Over the years, there’s been a phrase that’s been one of the most repeated ones at the WyeWorks office: we want to keep our culture. As an engineer at WyeWorks, I have found myself saying that same phrase more than once because, from the very first day I started working here, that’s something that really made the difference for me.
There was something about the way people interacted with each other, the way work was done and clients treated that seemed to be intrinsic to everyone.
At the same time we had a goal of expanding the team in order to be a more diverse and inclusive group of people. Fortunately, WyeWorks kept growing, which brought along new team members with exciting new points of view and experiences. Naturally, that also increased the fear of “losing our culture”, that culture we so dearly valued and made the difference for many of us.
Growth is natural and desired, and new team members are more than welcome, so we started wondering if there was something we could do to make sure the culture remained unchanged even with so much changing around it.
Culture is made by people sharing the same values
After a lot of thinking we arrived at a conclusion that was somehow controversial: it’s not the culture we want to keep, but rather make sure our culture is, at any given moment, guided by values that identify WyeWorks as a company. At the end of the day, the culture is made by the people living it, so it would be unrealistic to think that it can remain unchanged when the people that make it change. Values, on the other hand, are guidelines to create culture, and if we align with those values is very much likely that the resulting culture will be something we feel proud of, even when allowing it to evolve.
So we changed our focus from trying to keep the culture unchanged and untouchable to having a clear set of values we all felt gave identity to WyeWorks itself and the people working there.
Do you know what you value?
From the moment WyeWorks was created, its values were present. It’s not something new we came up with 10 years later. The founders shared those values and wanted to build a company around them. They even had a list with the 10 core values they believed gave WyeWorks its identity.
That list had many wonderful things on it that helped WyeWorks become what it is today, but, many years later, we felt it was time for a new revision.
We found two main issues with the existing list. The first problem was its length, which made it hard to remember; and the second one was that it was clearly written at a time when the company was smaller and the people working there were all engineers, technical people who also had a similar level of expertise and understanding, as well as a shared vocabulary.
That’s not the reality anymore. We have more roles in the team other than engineers, and we also have people with years of experience working alongside with people in their first job. We wanted the new list of values to be something everyone could understand and apply from the very first day, no matter their role or experience.
We had an advantage now that wasn’t there 10 years before: we had been living those values, and we were happy with the result, so it was a matter of discovering them in our daily behaviors and putting them to paper.
This is the final result after that discovery process:
- I do my best and aim higher everyday 🚀
- I embrace new things and see opportunity in each situation that comes along ⭐️
- I support the growth of those around me 🌱
- I care about others and try to put myself on their shoes ❤️
- I assume good intentions 🙏
- I have a great time with everyone 🎉
We have a list!

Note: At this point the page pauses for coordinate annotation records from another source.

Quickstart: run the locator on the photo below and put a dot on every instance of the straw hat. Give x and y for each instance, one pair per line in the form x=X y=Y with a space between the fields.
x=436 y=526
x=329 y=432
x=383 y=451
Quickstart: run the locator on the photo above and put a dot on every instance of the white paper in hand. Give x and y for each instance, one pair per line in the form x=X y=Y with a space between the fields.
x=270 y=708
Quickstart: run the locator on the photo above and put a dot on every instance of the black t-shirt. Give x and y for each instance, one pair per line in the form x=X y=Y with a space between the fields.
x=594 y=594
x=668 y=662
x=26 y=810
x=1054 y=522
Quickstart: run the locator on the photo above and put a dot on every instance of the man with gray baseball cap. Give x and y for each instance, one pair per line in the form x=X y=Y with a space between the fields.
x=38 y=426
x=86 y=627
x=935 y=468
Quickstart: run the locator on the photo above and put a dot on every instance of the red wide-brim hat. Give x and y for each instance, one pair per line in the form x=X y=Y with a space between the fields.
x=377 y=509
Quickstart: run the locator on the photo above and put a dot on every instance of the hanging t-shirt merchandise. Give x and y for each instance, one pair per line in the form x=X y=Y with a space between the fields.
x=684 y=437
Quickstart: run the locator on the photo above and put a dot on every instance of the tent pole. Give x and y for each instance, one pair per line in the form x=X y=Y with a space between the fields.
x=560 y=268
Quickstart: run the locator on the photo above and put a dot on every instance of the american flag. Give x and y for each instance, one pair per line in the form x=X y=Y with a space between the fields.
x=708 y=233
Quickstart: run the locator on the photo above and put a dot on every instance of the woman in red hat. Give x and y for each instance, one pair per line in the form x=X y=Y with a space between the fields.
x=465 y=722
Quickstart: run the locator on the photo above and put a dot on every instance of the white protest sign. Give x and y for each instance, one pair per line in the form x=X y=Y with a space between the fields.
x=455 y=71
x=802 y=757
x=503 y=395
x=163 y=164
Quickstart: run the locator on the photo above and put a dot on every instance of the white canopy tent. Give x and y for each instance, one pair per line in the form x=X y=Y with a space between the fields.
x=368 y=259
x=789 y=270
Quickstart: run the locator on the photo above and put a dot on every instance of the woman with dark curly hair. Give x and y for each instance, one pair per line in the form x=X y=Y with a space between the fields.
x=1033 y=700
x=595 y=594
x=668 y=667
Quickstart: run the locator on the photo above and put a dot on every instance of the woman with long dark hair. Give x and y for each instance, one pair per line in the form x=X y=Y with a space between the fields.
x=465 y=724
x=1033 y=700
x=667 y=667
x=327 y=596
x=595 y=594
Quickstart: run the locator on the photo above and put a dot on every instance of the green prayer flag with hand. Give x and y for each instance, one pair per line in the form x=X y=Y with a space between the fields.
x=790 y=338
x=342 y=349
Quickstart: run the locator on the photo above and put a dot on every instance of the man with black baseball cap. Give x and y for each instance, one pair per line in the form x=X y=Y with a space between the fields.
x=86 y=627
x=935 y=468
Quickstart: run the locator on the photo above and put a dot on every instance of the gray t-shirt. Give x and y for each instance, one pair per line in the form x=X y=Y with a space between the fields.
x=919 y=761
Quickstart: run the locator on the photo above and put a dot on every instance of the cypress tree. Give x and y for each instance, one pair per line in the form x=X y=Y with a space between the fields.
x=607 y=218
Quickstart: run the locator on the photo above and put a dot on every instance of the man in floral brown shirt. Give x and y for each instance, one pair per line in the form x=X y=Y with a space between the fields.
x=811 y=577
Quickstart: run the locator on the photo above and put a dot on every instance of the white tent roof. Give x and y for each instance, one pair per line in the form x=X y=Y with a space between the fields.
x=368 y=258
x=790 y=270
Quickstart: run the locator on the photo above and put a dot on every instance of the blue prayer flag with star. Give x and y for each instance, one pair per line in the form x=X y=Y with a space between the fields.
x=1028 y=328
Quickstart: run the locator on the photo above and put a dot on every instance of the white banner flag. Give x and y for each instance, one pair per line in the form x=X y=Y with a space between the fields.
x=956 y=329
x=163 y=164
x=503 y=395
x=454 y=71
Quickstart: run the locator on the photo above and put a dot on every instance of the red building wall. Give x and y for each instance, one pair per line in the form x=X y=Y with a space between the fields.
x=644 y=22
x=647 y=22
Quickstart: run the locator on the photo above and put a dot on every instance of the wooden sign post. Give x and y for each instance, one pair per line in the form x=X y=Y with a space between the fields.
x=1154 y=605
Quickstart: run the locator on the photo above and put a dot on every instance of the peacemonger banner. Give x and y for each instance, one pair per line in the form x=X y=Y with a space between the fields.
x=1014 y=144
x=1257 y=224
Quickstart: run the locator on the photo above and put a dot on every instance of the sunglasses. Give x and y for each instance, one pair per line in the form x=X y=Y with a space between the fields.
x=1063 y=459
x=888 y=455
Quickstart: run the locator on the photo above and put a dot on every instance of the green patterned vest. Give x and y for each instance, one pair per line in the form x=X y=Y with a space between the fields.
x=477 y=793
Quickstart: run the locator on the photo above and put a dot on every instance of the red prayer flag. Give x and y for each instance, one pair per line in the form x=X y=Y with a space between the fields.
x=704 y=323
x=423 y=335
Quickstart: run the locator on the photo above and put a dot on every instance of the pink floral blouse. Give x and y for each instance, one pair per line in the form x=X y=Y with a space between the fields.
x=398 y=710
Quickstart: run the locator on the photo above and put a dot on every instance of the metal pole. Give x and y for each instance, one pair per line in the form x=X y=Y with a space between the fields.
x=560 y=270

But what now?
Having a shorter list everyone could understand and guide their lives at WyeWorks by is a reality, but is that enough? Not for us. We believe values are only useful if they are integrated into our daily attitudes and actions. That’s why we decided to rethink our onboarding process to be guided by our values, besides doing a series of activities to make the existing team have a sense of ownership over those same values.
One idea that came up was using emojis to react to different every day behaviors with them. So whenever someone steps out of their comfort zone for example, the Slack channel floods with the ⭐️ emoji to celebrate it.
Personally, working on our values was an eye-opening experience I could be part of. At first, when the idea came up, I thought this was something only the founders or managers could have an impact on. Later, when we started sharing the idea with more people, it was more than clear that anyone could participate in this process and that we had the support to do it. It was a great feeling to know we were working on something so unique and valuable to the company, and to see how that work was being cherished by the rest of the team.
So far, it’s been a really enriching experience for all of us, and now that we are going through difficult times given the COVID-19 pandemic, where we find ourselves working apart, it has been also an extra way of connecting by exchanging our emoji values to show support and understanding.